The longer days and greater cold had come. But with the cold was interspersed here and there a day on which there was a vague far-off hint of spring in the air, and the lover of nature who went up on the short Northern road or over into New Jersey to get the full flavor of his Sunday rest came back with reports of swelling twigs and the first note of the bluebird; for it was late February.

Although the doctors would not give better reasons for hope than their more cheerful manner, there was a growing feeling in the Graham household that Gwen was going to escape her hard doom, and it was on one of those illusive days when the atmosphere seems full of light that Doctor Amberton definitely authorized rejoicing by telling them, when he came down from Gwen’s room, that the bandages could be removed from her eyes in a week, and that they would be restored to enjoy the spring sunshine.

Mr.
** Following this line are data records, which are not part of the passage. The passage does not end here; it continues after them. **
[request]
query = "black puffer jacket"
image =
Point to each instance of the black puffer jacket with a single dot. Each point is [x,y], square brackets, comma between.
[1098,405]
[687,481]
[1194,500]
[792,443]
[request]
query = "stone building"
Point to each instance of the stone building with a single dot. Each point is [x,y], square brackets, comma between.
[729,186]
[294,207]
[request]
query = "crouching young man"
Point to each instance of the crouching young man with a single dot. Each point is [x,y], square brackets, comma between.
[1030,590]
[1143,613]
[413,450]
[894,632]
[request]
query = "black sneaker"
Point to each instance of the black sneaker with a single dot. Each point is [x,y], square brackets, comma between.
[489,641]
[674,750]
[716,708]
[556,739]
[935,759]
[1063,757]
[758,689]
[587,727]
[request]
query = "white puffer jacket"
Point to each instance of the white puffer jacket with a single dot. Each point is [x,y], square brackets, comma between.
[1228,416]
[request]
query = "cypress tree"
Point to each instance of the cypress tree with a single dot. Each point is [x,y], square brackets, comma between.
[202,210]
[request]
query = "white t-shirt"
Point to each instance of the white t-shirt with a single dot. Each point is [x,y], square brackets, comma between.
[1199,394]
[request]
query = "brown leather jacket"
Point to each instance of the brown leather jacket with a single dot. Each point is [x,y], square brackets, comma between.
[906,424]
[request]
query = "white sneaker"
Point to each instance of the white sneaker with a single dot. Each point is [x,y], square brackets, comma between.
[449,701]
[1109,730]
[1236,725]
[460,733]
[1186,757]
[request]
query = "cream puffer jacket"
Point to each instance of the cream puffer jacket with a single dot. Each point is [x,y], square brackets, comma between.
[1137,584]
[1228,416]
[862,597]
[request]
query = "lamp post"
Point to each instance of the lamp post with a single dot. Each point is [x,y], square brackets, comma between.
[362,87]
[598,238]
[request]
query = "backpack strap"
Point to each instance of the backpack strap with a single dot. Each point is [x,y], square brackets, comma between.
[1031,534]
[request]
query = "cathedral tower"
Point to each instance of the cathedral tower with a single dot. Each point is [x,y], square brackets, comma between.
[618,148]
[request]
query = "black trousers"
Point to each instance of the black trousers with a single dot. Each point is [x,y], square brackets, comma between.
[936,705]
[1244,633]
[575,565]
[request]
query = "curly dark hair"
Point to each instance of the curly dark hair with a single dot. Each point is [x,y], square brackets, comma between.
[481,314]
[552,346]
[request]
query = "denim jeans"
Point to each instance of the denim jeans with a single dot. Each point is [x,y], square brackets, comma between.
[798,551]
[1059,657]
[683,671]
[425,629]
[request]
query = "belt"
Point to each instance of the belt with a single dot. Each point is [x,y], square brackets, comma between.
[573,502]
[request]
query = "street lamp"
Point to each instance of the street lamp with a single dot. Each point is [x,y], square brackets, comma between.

Graham shook the doctor’s hand hard, speechless with the joy of this tidings, while his wife fell sobbing on Jan’s neck, and Viva tumbled down in a burst of emotion such as silent children sometimes give way to, and hugged the andirons, kissing their polished tops and clinging to them hysterically.

Gladys, Sydney, and Jack were not there to hear the good news, but Viva ran to call them, and they were not less stirred by the blessed certainty of Gwen’s escape than were the others; indeed Jack turned so white on being told that his angry hand had not blinded his sister after all that his mother sprang to put her arm around him, thinking that he was fainting.

Who was to take the good news to Gwen, and how was she to be told? Gladys wanted the entire family to go up in a body and rejoice with her, but Mrs. Graham would not permit this, and Mr. Graham suggested that he and her mother went up together to bring comfort to the girl in whom they had always felt so much pride, but who had become very dear in these hard six weeks of courageously borne suffering.

Jan whispered something in her aunt’s ear, and Mrs. Graham hesitated. After a moment she said: “I believe it would be the very thing!” and turning to the others added: “Jan suggests that we let Jack go up, quite alone, and tell Gwen that he and she have escaped the awful consequences of his fit of rage. She says he can tell her that he took her eyes from her, and now he has come to give them back again. It is a pretty idea. Shall we carry it out?”

“Yes,” said Sydney decidedly, and “Ye—es,” voted Gladys doubtfully. But Mr. Graham settled the question by saying: “Go up-stairs to your sister, Ivan, my man, and tell her that you are bringing her back her sight—that Doctor Amberton has said that she is safe, and we are coming up in half an hour to try to tell her how thankful we are.”

“You’re not going to be blind, not one bit!” said Jack.

Jack turned pale, then red; he was not sure whether he liked the errand or not. He was afraid, and it seemed to him very solemn and difficult to go to Gwen on such an embassy. He sat down to think it over on the stairs, and as he thought it rushed over him how Gwen was lying there, not knowing that she was not to be blind; how all this time she had patiently awaited this day, knowing it might never come, and worst of all how his hand had been the one to smite her. A sob rose in his throat and he scrambled to his feet. Yes, it was good that they had let him tell her that she was safe, and he must not lose another moment in doing it. He fell up the stairs, and as he opened Gwen’s door she sprang up in bed, feeling instantly the excitement with which he was quivering as his hand touched the knob.